Issue
For the purposes of calculating a member's adjusted taxable income (ATI) under the provisions of the Superannuation Contributions Tax (Assessment and Collection) Act 1997 (SCTA), can current year losses result in a negative taxable income for the financial year?
Decision
No. Current year losses cannot result in a negative taxable income for the financial year for the purposes of calculating ATI under the SCTA.
Facts
The member reported a loss in their income tax return for the relevant financial year.
The member's taxable income was nil, as per their non-taxable advice for the relevant financial year.
The member received a superannuation contributions surcharge assessment in respect of surchargeable contributions made to the member's superannuation provider.
In calculating the member's ATI, the business loss was not deducted from the member's nil taxable income.
Reasons for Decision
The calculation of ATI is determined with reference to section 7A or 7B of the SCTA, depending on the circumstances of each particular case. Both sections include a reference to 'taxable income'.
In determining what constitutes 'taxable income', section 43 of the SCTA refers to the member's taxable income of that year of income 'as assessed under the Income Tax Assessment Act'.
According to subsection 6(1) of the Income Tax Assessment Act 1936 , 'taxable income' has the same meaning as in the Income Tax Assessment Act 1997 (ITAA 1997).
'Taxable income' is discussed in section 4-15 of the ITAA 1997, which explains the three steps in its calculation, namely: Step 1 add up all your assessable income for the income year; Step 2 add up your deductions for the income year; and Step 3 subtract your deductions from your assessable income (unless they exceed it). The result is your taxable income. (If the deductions equal or exceed the assessable income, you don't have a taxable income).
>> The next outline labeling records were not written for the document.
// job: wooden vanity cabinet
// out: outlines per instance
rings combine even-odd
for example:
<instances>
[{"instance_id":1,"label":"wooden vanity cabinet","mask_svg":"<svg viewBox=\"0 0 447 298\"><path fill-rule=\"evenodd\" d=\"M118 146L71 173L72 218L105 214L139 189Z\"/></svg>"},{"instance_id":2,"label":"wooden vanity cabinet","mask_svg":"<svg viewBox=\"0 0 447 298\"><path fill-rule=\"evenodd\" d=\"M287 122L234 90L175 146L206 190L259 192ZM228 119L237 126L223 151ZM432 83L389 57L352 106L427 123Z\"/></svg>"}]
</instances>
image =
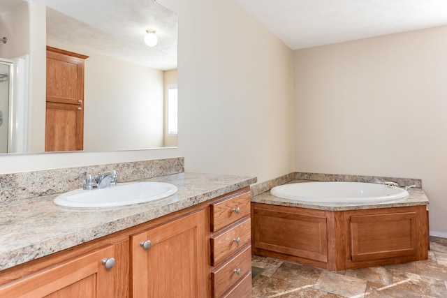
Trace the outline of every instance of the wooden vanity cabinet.
<instances>
[{"instance_id":1,"label":"wooden vanity cabinet","mask_svg":"<svg viewBox=\"0 0 447 298\"><path fill-rule=\"evenodd\" d=\"M134 298L206 297L206 210L131 237Z\"/></svg>"},{"instance_id":2,"label":"wooden vanity cabinet","mask_svg":"<svg viewBox=\"0 0 447 298\"><path fill-rule=\"evenodd\" d=\"M251 297L250 212L248 192L235 193L210 204L213 297Z\"/></svg>"},{"instance_id":3,"label":"wooden vanity cabinet","mask_svg":"<svg viewBox=\"0 0 447 298\"><path fill-rule=\"evenodd\" d=\"M72 258L55 264L51 259L44 260L41 265L44 268L0 285L0 297L127 297L128 247L129 241L126 240L80 255L69 252ZM58 258L59 256L56 257Z\"/></svg>"},{"instance_id":4,"label":"wooden vanity cabinet","mask_svg":"<svg viewBox=\"0 0 447 298\"><path fill-rule=\"evenodd\" d=\"M248 298L250 244L247 186L1 271L0 297Z\"/></svg>"}]
</instances>

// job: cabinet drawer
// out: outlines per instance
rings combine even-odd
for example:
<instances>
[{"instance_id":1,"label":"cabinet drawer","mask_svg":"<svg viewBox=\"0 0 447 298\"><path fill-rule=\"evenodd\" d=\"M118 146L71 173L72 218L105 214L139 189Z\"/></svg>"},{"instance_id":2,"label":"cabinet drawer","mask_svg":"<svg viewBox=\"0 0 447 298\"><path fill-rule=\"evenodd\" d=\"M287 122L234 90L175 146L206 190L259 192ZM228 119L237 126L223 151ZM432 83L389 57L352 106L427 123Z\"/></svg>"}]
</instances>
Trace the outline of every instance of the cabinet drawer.
<instances>
[{"instance_id":1,"label":"cabinet drawer","mask_svg":"<svg viewBox=\"0 0 447 298\"><path fill-rule=\"evenodd\" d=\"M245 218L235 225L211 237L211 265L216 266L245 245L251 242L250 218Z\"/></svg>"},{"instance_id":2,"label":"cabinet drawer","mask_svg":"<svg viewBox=\"0 0 447 298\"><path fill-rule=\"evenodd\" d=\"M222 298L251 298L251 272L247 274L244 279L224 294Z\"/></svg>"},{"instance_id":3,"label":"cabinet drawer","mask_svg":"<svg viewBox=\"0 0 447 298\"><path fill-rule=\"evenodd\" d=\"M251 272L251 248L246 246L234 258L211 273L213 294L219 297L231 286Z\"/></svg>"},{"instance_id":4,"label":"cabinet drawer","mask_svg":"<svg viewBox=\"0 0 447 298\"><path fill-rule=\"evenodd\" d=\"M210 204L211 232L216 232L250 214L250 193Z\"/></svg>"}]
</instances>

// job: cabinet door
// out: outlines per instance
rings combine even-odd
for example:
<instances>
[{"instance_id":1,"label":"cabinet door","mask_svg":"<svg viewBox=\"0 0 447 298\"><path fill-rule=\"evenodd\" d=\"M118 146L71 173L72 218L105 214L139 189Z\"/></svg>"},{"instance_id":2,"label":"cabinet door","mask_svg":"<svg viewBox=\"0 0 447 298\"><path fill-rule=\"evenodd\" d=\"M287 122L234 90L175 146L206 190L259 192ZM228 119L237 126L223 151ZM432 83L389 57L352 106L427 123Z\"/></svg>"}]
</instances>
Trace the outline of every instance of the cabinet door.
<instances>
[{"instance_id":1,"label":"cabinet door","mask_svg":"<svg viewBox=\"0 0 447 298\"><path fill-rule=\"evenodd\" d=\"M133 297L207 296L206 223L200 210L131 237Z\"/></svg>"},{"instance_id":2,"label":"cabinet door","mask_svg":"<svg viewBox=\"0 0 447 298\"><path fill-rule=\"evenodd\" d=\"M83 149L86 58L47 47L46 151Z\"/></svg>"},{"instance_id":3,"label":"cabinet door","mask_svg":"<svg viewBox=\"0 0 447 298\"><path fill-rule=\"evenodd\" d=\"M115 247L105 248L30 274L0 286L0 297L114 297L126 295L127 281L118 281L119 265L106 269L103 259L116 258ZM127 260L126 260L127 261ZM126 267L126 266L124 266ZM126 276L126 274L124 276ZM118 285L119 284L119 285ZM119 287L120 288L118 288Z\"/></svg>"}]
</instances>

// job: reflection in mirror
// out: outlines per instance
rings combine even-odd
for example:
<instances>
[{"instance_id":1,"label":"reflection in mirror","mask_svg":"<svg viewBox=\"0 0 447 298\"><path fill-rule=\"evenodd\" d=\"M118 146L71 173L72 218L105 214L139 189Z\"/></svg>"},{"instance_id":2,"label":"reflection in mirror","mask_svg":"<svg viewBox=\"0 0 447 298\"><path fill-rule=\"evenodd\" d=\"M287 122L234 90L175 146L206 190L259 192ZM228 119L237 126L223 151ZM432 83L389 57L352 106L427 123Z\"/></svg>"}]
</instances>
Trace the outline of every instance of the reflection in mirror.
<instances>
[{"instance_id":1,"label":"reflection in mirror","mask_svg":"<svg viewBox=\"0 0 447 298\"><path fill-rule=\"evenodd\" d=\"M172 103L177 98L168 98L177 95L175 13L153 0L13 2L16 6L11 7L11 1L0 0L0 35L8 35L8 43L0 44L0 57L24 60L29 77L24 98L11 100L28 108L21 112L26 120L10 117L10 126L23 128L12 138L19 140L20 146L8 152L45 150L45 45L89 57L85 61L84 150L177 146L177 127L172 129L176 111L168 109L176 107ZM23 27L33 32L20 31ZM147 29L156 31L154 47L145 44ZM23 85L15 82L12 88L17 84ZM173 87L175 92L168 92Z\"/></svg>"}]
</instances>

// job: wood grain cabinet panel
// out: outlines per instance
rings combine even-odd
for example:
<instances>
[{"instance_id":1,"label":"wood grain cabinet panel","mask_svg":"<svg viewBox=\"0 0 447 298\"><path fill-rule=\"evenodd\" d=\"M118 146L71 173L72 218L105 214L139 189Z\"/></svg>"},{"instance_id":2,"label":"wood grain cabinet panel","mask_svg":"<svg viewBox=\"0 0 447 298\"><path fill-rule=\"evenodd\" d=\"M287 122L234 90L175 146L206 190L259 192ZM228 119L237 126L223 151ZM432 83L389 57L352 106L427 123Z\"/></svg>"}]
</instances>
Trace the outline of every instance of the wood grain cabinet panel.
<instances>
[{"instance_id":1,"label":"wood grain cabinet panel","mask_svg":"<svg viewBox=\"0 0 447 298\"><path fill-rule=\"evenodd\" d=\"M47 47L46 151L84 149L84 60Z\"/></svg>"},{"instance_id":2,"label":"wood grain cabinet panel","mask_svg":"<svg viewBox=\"0 0 447 298\"><path fill-rule=\"evenodd\" d=\"M206 223L201 210L131 237L134 298L207 297Z\"/></svg>"},{"instance_id":3,"label":"wood grain cabinet panel","mask_svg":"<svg viewBox=\"0 0 447 298\"><path fill-rule=\"evenodd\" d=\"M249 188L210 204L212 297L251 297Z\"/></svg>"},{"instance_id":4,"label":"wood grain cabinet panel","mask_svg":"<svg viewBox=\"0 0 447 298\"><path fill-rule=\"evenodd\" d=\"M216 232L244 217L250 217L250 193L210 204L211 232Z\"/></svg>"},{"instance_id":5,"label":"wood grain cabinet panel","mask_svg":"<svg viewBox=\"0 0 447 298\"><path fill-rule=\"evenodd\" d=\"M251 247L245 248L211 272L214 297L221 297L228 288L251 272Z\"/></svg>"},{"instance_id":6,"label":"wood grain cabinet panel","mask_svg":"<svg viewBox=\"0 0 447 298\"><path fill-rule=\"evenodd\" d=\"M230 228L211 237L211 265L215 266L251 242L250 218L245 218Z\"/></svg>"},{"instance_id":7,"label":"wood grain cabinet panel","mask_svg":"<svg viewBox=\"0 0 447 298\"><path fill-rule=\"evenodd\" d=\"M0 297L123 297L127 294L127 281L123 278L126 275L119 278L119 266L107 269L102 264L104 258L114 257L116 258L115 262L127 262L127 260L123 260L117 256L115 246L110 246L1 285ZM123 291L119 288L125 289Z\"/></svg>"},{"instance_id":8,"label":"wood grain cabinet panel","mask_svg":"<svg viewBox=\"0 0 447 298\"><path fill-rule=\"evenodd\" d=\"M416 228L416 212L351 216L352 260L414 255Z\"/></svg>"},{"instance_id":9,"label":"wood grain cabinet panel","mask_svg":"<svg viewBox=\"0 0 447 298\"><path fill-rule=\"evenodd\" d=\"M324 214L273 208L254 209L254 248L327 262L328 228Z\"/></svg>"}]
</instances>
As such, where a member's deductions for an income year equal or exceed their assessable income for that year, their taxable income for the financial year is assessed as $0. Current year business losses therefore cannot result in a negative taxable income.
Where taxable income is assessed as $0 then the member's adjusted taxable income is generally $0 plus the total member surchargeable contributions plus the member's reportable fringe benefits total.